- Born: United States
- Other names: Make, MakeOne, LoveGalo
- Occupations: artist; teacher; mentor; food blogger; curator;
- Known for: Graffiti art, fine art, mural work, food blogging
- Style: Urban art

= Galo Canote =

American artist

Galo Canote (also known as "Make", "MakeOne", and "LoveGalo") is an American artist primarily known for his graffiti and visual art projects. He was born in Los Angeles and lived in Guadalajara during the mid-1980s. Since 2023, he has been based in Guadalajara, Mexico.

==Career==
At an early age, Galo became involved in art. He later dropped out of commercial art classes and high school, after which graffiti became a significant part of his life.

Shortly after his return to Los Angeles, Galo, along with other crew members and collaborators, worked on the bandshell at MacArthur Park in Los Angeles. The project was directed by Chicana artist Patssi Valdez in collaboration with the Otis College of Art and Design (then known as Otis Parsons School of Design).

Galo later stepped away from the graffiti scene to pursue other professional interests, returning during the 1990s. He has worked as a full-time artist, as well as an art and language teacher and mentor for at-risk youth and juvenile offenders. Organizations he has worked with include Art Share LA, Star Education, and L.A.’s BEST. He has also directed, organized, and curated art exhibitions throughout the Los Angeles area. As an exhibiting artist, his work has appeared in Mexico, Japan, and Taiwan.

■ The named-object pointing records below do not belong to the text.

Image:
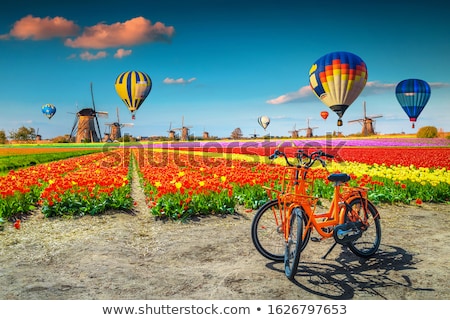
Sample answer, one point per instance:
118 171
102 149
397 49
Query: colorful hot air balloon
133 87
264 121
337 79
413 95
48 110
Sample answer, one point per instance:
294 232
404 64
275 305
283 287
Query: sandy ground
133 256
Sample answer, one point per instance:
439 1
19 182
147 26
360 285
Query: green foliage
251 197
13 162
427 132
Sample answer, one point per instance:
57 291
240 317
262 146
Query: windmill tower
308 129
114 128
294 132
205 134
172 135
86 126
184 130
366 122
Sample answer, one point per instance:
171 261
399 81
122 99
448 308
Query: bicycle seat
339 177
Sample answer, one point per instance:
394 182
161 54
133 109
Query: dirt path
131 256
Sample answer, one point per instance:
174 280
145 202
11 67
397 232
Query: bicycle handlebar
312 158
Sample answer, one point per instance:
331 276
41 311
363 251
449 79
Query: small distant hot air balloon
48 110
337 79
413 95
264 121
133 87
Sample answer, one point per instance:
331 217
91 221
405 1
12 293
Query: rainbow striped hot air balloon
413 95
337 79
48 110
133 87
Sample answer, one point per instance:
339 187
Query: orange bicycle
282 227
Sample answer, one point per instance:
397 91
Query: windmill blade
96 118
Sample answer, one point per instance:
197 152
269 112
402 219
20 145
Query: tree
236 134
2 137
23 134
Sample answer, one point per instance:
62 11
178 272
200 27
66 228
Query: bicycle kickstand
329 250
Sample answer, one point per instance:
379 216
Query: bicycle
281 228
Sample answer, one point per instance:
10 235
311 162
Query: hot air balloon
413 95
264 121
337 79
133 87
48 110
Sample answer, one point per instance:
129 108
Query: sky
218 65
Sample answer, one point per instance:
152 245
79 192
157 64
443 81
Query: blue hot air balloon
337 79
48 110
413 95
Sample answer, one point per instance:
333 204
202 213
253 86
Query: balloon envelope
48 110
264 121
413 95
337 79
133 87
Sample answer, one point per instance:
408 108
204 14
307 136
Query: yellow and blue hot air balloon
133 87
337 79
264 121
48 110
413 95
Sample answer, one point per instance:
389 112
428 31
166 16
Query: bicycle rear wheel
267 233
369 242
294 245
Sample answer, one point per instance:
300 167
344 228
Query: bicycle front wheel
294 245
369 242
267 231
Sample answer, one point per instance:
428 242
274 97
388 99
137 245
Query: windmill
184 130
309 130
205 134
114 132
86 126
366 122
294 132
172 133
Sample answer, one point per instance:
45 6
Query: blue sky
218 64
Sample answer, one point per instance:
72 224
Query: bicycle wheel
369 242
267 233
294 245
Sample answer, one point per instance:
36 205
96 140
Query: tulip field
184 179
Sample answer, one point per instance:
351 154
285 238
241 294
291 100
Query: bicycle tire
294 245
267 236
369 242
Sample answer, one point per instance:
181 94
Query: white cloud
89 56
301 93
178 81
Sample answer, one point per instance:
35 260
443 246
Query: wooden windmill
294 132
205 134
172 133
184 130
86 127
309 130
114 132
366 122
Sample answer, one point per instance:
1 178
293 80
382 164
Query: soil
133 256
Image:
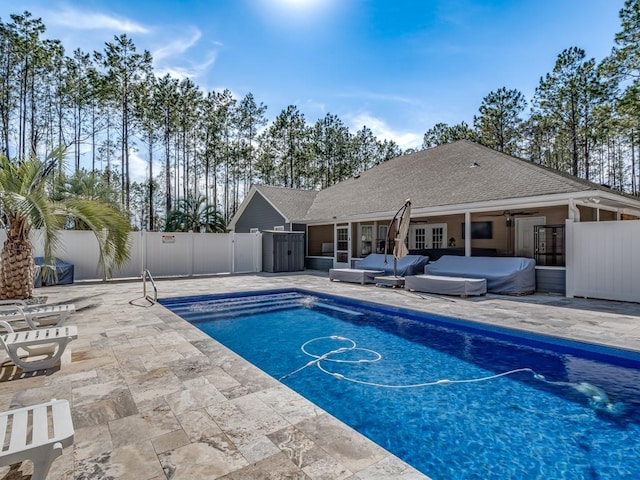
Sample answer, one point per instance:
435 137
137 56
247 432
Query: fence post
570 248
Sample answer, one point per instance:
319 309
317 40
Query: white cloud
177 47
405 139
79 20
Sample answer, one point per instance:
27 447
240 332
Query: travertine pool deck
154 398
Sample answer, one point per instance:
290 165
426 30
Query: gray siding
551 280
258 214
323 264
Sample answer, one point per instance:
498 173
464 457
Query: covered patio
153 397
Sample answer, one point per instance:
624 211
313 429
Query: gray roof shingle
292 203
439 176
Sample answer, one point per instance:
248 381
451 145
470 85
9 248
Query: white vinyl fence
162 253
603 260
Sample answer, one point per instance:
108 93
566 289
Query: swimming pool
437 396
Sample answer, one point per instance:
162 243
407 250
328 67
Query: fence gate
603 260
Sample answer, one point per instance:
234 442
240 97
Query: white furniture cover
505 275
446 285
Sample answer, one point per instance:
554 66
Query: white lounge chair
47 342
36 316
37 433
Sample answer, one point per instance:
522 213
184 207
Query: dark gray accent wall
551 280
258 214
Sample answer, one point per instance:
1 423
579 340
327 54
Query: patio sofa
504 275
374 265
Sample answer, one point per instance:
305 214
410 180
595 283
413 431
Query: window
418 238
426 236
366 240
437 237
382 237
479 230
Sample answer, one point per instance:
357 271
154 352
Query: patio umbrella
398 230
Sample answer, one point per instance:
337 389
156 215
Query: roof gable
458 173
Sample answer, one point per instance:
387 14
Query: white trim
555 200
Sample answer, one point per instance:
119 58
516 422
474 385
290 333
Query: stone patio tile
192 367
221 379
156 383
40 395
194 399
99 391
266 419
76 378
327 469
104 411
170 441
145 426
239 427
390 467
258 449
199 426
354 452
289 404
110 374
135 461
90 441
298 448
200 461
276 467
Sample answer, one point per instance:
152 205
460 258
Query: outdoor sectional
374 265
504 275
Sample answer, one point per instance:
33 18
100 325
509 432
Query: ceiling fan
508 213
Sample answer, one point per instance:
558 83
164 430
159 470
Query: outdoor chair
35 316
49 343
37 433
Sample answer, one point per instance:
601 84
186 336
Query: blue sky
397 66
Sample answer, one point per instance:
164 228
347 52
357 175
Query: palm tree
195 215
26 206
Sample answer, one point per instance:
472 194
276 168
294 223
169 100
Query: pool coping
147 388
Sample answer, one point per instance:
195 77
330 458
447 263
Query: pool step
239 311
229 303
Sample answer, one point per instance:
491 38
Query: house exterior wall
259 214
603 260
317 235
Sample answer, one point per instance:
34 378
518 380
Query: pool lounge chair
36 316
504 275
374 266
49 343
442 285
37 433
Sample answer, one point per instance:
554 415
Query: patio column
467 234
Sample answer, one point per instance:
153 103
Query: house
466 199
273 208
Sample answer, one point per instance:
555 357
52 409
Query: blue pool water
568 410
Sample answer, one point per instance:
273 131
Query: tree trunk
17 269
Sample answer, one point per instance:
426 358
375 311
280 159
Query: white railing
164 253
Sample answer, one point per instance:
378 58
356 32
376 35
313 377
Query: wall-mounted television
480 230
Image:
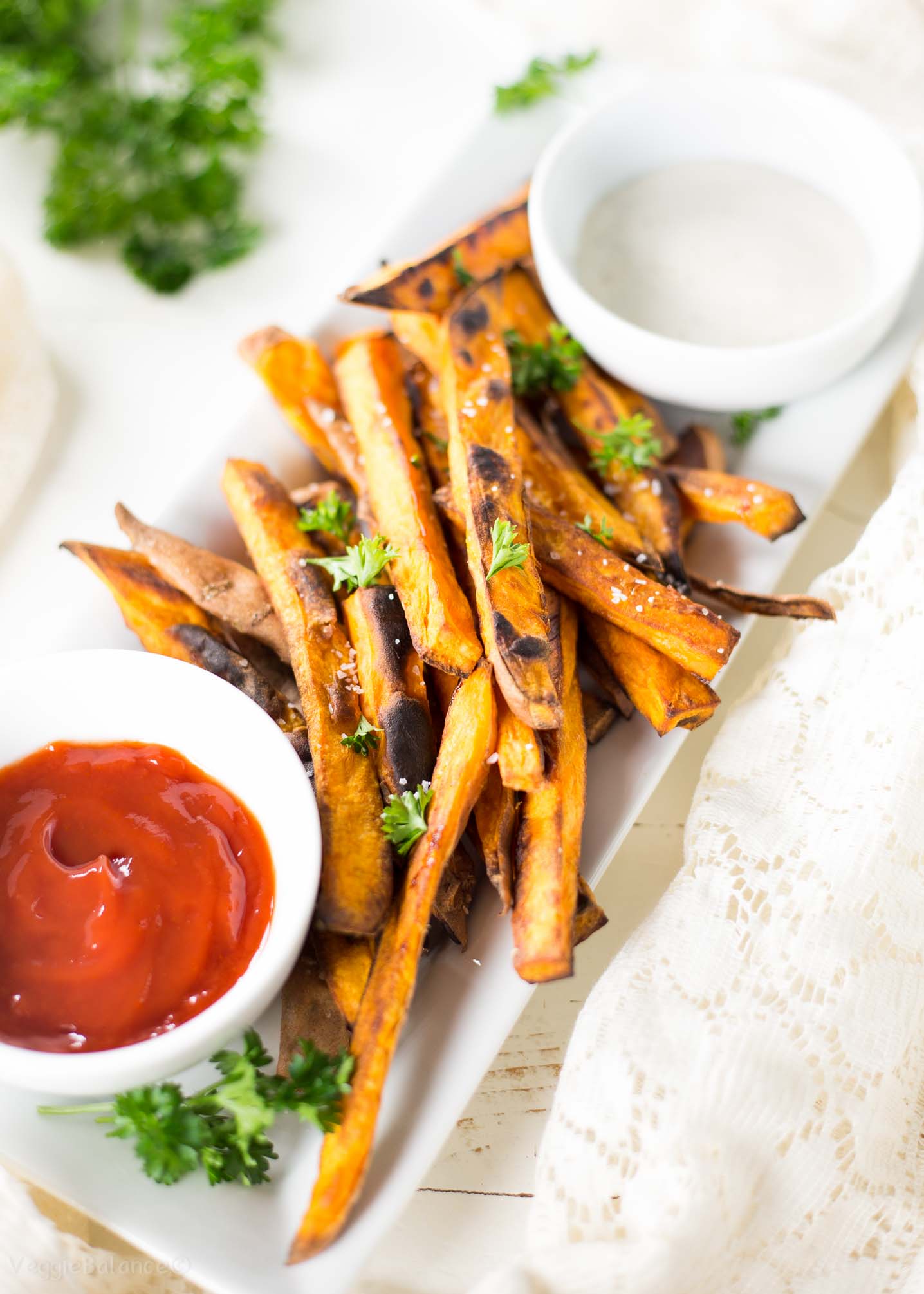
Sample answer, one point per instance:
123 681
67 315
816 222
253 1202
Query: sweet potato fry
519 751
589 917
170 624
487 483
688 633
300 382
371 378
310 1011
720 497
344 964
549 840
420 334
228 590
394 697
459 774
598 717
432 281
597 406
356 871
795 605
668 695
699 445
495 821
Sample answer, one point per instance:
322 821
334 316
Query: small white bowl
795 127
131 697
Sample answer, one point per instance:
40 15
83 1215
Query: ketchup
134 892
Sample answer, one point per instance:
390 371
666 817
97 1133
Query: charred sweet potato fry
667 694
519 751
710 496
310 1011
597 406
356 871
300 382
589 917
371 379
170 624
487 483
344 963
793 605
432 281
681 629
495 821
420 334
394 697
549 840
598 716
458 778
228 590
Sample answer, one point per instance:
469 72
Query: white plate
234 1240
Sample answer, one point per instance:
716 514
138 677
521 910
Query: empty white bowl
131 697
791 126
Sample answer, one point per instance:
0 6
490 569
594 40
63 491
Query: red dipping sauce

In addition to his visual art practice, Galo has been active as a food blogger, particularly focusing on Koreatown in Los Angeles, California.

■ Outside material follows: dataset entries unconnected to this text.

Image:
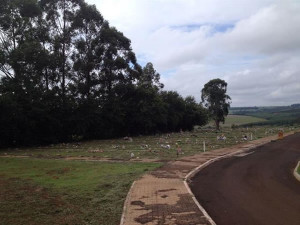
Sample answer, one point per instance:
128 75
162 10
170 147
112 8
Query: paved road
254 189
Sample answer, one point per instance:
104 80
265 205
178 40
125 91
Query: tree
216 100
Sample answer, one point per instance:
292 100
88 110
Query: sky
254 45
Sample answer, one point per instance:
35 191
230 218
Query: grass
119 149
44 189
39 191
240 120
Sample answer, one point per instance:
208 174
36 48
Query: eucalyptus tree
216 100
59 16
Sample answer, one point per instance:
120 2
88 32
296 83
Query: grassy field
45 186
146 147
36 191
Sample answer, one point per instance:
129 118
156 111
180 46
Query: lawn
39 191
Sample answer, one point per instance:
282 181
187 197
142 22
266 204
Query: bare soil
253 189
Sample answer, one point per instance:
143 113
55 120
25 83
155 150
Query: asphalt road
254 189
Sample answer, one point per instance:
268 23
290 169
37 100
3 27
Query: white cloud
253 44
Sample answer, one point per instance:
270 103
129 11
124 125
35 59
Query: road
253 189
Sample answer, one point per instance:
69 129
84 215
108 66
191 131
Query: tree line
67 75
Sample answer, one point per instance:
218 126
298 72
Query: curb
194 172
296 174
125 204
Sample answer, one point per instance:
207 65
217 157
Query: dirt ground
253 189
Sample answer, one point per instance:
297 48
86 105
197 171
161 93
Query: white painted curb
296 174
125 204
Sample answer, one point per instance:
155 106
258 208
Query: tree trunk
217 124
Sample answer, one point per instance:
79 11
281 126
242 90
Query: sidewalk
161 197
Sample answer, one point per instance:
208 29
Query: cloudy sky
252 44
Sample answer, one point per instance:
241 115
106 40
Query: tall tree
216 100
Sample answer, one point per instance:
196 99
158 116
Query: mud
253 189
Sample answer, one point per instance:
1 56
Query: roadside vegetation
35 191
159 147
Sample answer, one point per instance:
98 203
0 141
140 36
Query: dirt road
253 189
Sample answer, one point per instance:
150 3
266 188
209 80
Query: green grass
45 189
240 120
39 191
119 149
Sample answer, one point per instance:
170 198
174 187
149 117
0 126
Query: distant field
35 191
240 120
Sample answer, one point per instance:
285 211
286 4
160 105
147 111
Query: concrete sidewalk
161 196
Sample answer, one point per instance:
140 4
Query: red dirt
255 189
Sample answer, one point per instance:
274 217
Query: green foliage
216 100
65 73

He has participated as a panelist at institutions including the Museum of Contemporary Art (MOCA), the Los Angeles County Museum of Art (LACMA), and universities such as the Universidad Autónoma Metropolitana (UAM). He has also participated in academic and public programs at the California Institute of the Arts (CalArts).

In 2012, Galo collaborated with French shoe designer Christian Louboutin and Neiman Marcus on a large-scale project on the Sunset Strip, consisting of a billboard measuring approximately 130 feet by 70 feet. As part of the collaboration, he also contributed to window displays and in-store visual installations created to mark Louboutin’s visit to Los Angeles and commemorate 20 Years of Glamour.

In 2023, Galo relocated to Guadalajara, Mexico, where he became more actively involved in the local art scene and began pursuing higher education, as discussed in an interview conducted by Dr. Ricardo Zepeda for the University of Guadalajara–affiliated program Homielens.

Galo has also spoken publicly about his experiences as a migrant in both Los Angeles and Guadalajara, including personal and professional hardship, in interviews with regional media. His participation in live art programming at the Edificio Arroniz, a cultural venue operated by the Secretaría de Cultura Jalisco, was documented by El Diario NTR Guadalajara during coverage of the 3rd Cultural Food Fest organized by the Rhimzone Center.

Galo also conducts guided walking tours in Guadalajara’s historic center that combine cultural history with local gastronomy, including Thee Twilight Tour: Sights, Lights and Bites.